Peter escaped, unwilling to join anybody’s madness. Usually he enjoyed the walk to the club, the night air against his cheeks, the muffled warmth of his wool coat and winter suit, but now he covered the long blocks quickly, ignoring the massive silhouette of City Hall looming behind his back.
The freezing air eddied out of his coat and gloves while he stood in the club’s chrome-and-mirror elevator. A couple of muscle mutts—the grossly overdeveloped men who hung out all day at the club—stood around the lobby pretending they were not displaying themselves. What are they compensating for? he wondered. Little dicks? Little minds? Were they just scared, adding flesh in a flesh-eating world?
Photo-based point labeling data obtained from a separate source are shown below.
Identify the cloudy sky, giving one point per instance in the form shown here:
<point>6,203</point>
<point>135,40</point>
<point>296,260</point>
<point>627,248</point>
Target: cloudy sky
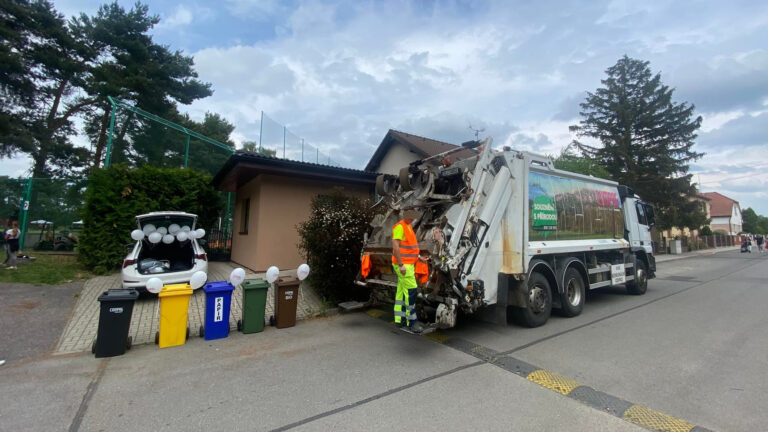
<point>340,74</point>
The mirrors on the four sides of the weight room reflected an infinity of men and women pumping away on gleaming weight machines. Janice still had her membership. He wondered if she had stopped working out there in order to avoid him. It seemed likely. On one of the machines you sat and opened your legs quite wide, then squeezed them shut. He’d heard a couple of women laughingly call it the Yes/No Machine. These were the hard-driving professional women who hung out at the gym, subsuming and converting sexual hunger into sleekness and muscle. Yes—open. No—shut. It had been too long since he’d had any Yes, and jerking off was the same as shaving—a necessary habit to remove stuff the body kept producing. Next door, the aerobics class. Gaudily dressed women and a few very slender men jumped, kicked, and gyrated. No Janice there, either, just a crowd of panting, sweat-drenched women, all of whom wore shimmering leotards and tights. Some were legitimately gorgeous. Each year such women looked younger to him, receding from view. It had been ten years since he ceased being younger than centerfold models, though of course the fourteen-year-old in him lived on, alive as ever, acutely sensitive to the ink smell and thick-paged feel of a new
Playboy,
a world of airbrushed fantasy made new each month. His typical piggy male lust had been subjected to the most stringently purifying feminist inquisitions over the years, and had emerged unscathed. Amazing how men continued their resistance and women their complicity: pornography, advertising, clothes, movies, breast implant surgery—entire subsections of the national economy and culture were based on the male desire for the perfect tit.